Dans un message publié lundi soir sur les réseaux sociaux, M. Trump a soutenu que les États-Unis devaient être indemnisés avant d’autoriser l’ouverture du pont, affirmant qu’il avait été construit avec «pratiquement aucun contenu américain». Il s’est aussi plaint du retrait des alcools américains des magasins de l’Ontario et a répété des affirmations trompeuses concernant le secteur laitier canadien et les relations commerciales entre le Canada et la Chine.

M. Carney a indiqué que sa discussion avec le président portait sur « une série de questions », dont Ottawa assurera le suivi dans le cadre des négociations entourant l’Accord Canada–États-Unis–Mexique (ACEUM), qui doit faire l’objet d’un examen obligatoire cette année.

Selon le New York Times, les menaces de M. Trump sont survenues le même jour où des responsables de la Maison-Blanche ont rencontré Matty Moroun, propriétaire de l’Ambassador Bridge et opposant de longue date à la construction du second pont.

Les négociations commerciales entre le Canada et les États-Unis sont au point mort depuis octobre, après que M. Trump se soit insurgé contre une publicité télévisée commanditée par l’Ontario citant l’ancien président Ronald Reagan pour critiquer les tarifs douaniers.
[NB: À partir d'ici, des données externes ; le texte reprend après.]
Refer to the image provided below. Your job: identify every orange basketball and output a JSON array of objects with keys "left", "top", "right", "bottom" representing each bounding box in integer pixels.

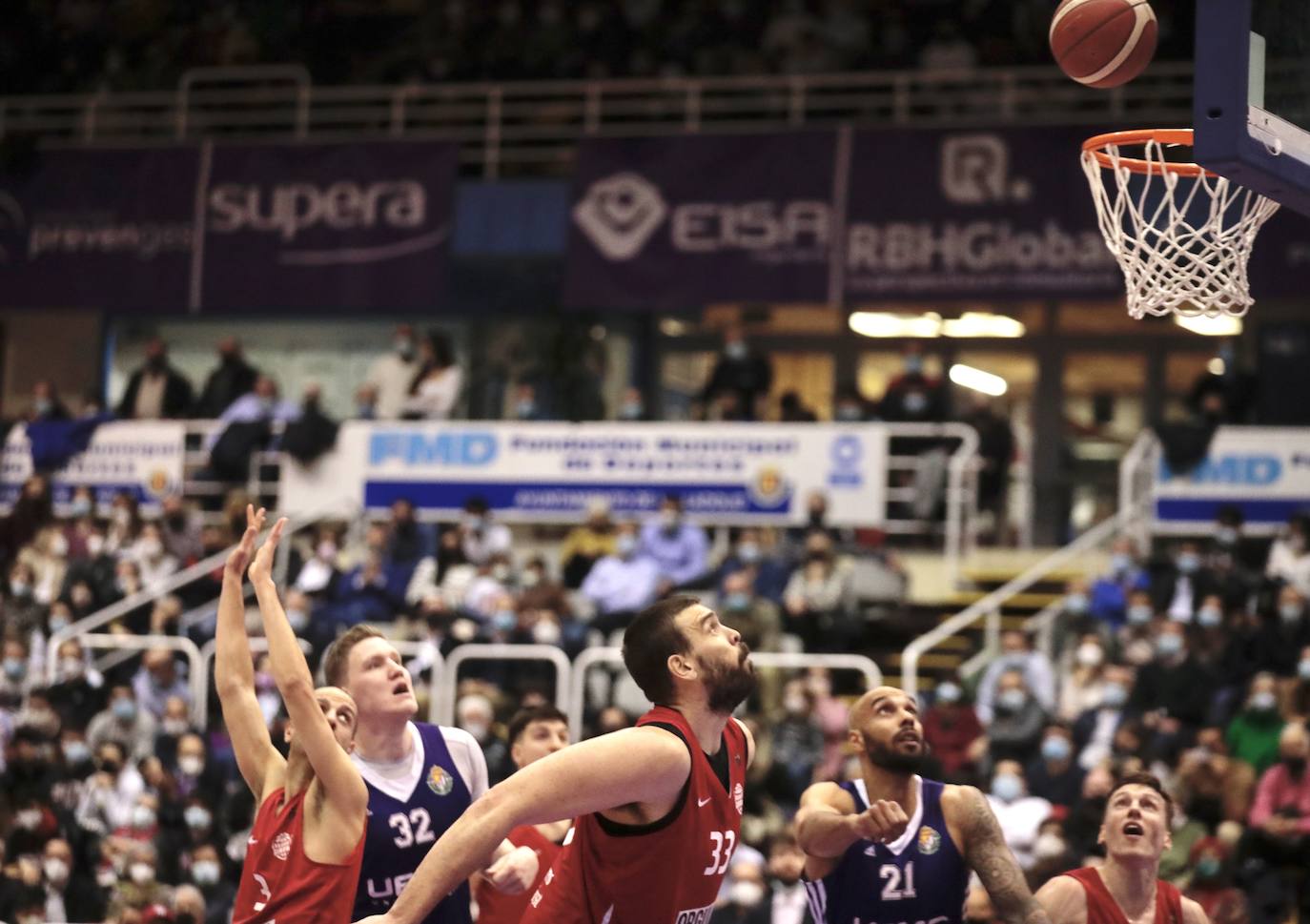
[{"left": 1051, "top": 0, "right": 1158, "bottom": 89}]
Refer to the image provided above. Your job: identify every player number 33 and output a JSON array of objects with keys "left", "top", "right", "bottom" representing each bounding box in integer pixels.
[{"left": 705, "top": 831, "right": 736, "bottom": 875}]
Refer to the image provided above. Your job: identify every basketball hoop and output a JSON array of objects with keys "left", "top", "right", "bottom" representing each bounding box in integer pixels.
[{"left": 1082, "top": 129, "right": 1279, "bottom": 318}]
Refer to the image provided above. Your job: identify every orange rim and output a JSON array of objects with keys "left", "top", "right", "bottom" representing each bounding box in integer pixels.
[{"left": 1082, "top": 129, "right": 1216, "bottom": 177}]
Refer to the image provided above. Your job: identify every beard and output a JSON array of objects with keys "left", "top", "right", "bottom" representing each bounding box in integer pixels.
[
  {"left": 859, "top": 731, "right": 928, "bottom": 773},
  {"left": 704, "top": 642, "right": 759, "bottom": 715}
]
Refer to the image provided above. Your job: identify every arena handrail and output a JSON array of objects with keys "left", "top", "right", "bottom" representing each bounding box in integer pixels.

Bien que M. Trump ait affirmé lundi que les négociations allaient reprendre «immédiatement», un responsable de la Maison-Blanche a précisé que ces propos visaient uniquement les discussions concernant le pont. M. Carney a ajouté que l’ambassadeur américain au Canada, Pete Hoekstra, a été mandaté pour faciliter les échanges.

Le pont reliant Windsor à Detroit devrait ouvrir cet hiver, après plusieurs retards. Sa construction a fait l’objet de négociations pendant des décennies et s’est heurtée à l’opposition soutenue de la famille Moroun.

Dans une entente conclue en 2012 sous l’ancien gouverneur républicain Rick Snyder, le Canada avait accepté d’assumer les coûts de construction, qu’il doit récupérer par les péages. Le projet avait été approuvé par l’administration Trump lors de son premier mandat, en 2017.

Les législateurs démocrates du Michigan ont rapidement condamné la menace présidentielle, tandis que certains républicains l’ont défendue. L’économie du Michigan demeure étroitement liée à celle du Canada, notamment dans le secteur automobile, fortement affecté par les tarifs sur les véhicules, l’acier et l’aluminium.

Le premier ministre de l’Ontario, Doug Ford, s’est dit convaincu que le pont ouvrira, affirmant que cela sert les intérêts américains, tout en maintenant l’interdiction de vente d’alcool américain dans la province.

À Ottawa, le ministre des Transports Steven MacKinnon a déclaré que le pont « restera debout pendant plus d’un siècle comme un monument à l’amitié et au partenariat entre le Canada et les États-Unis ».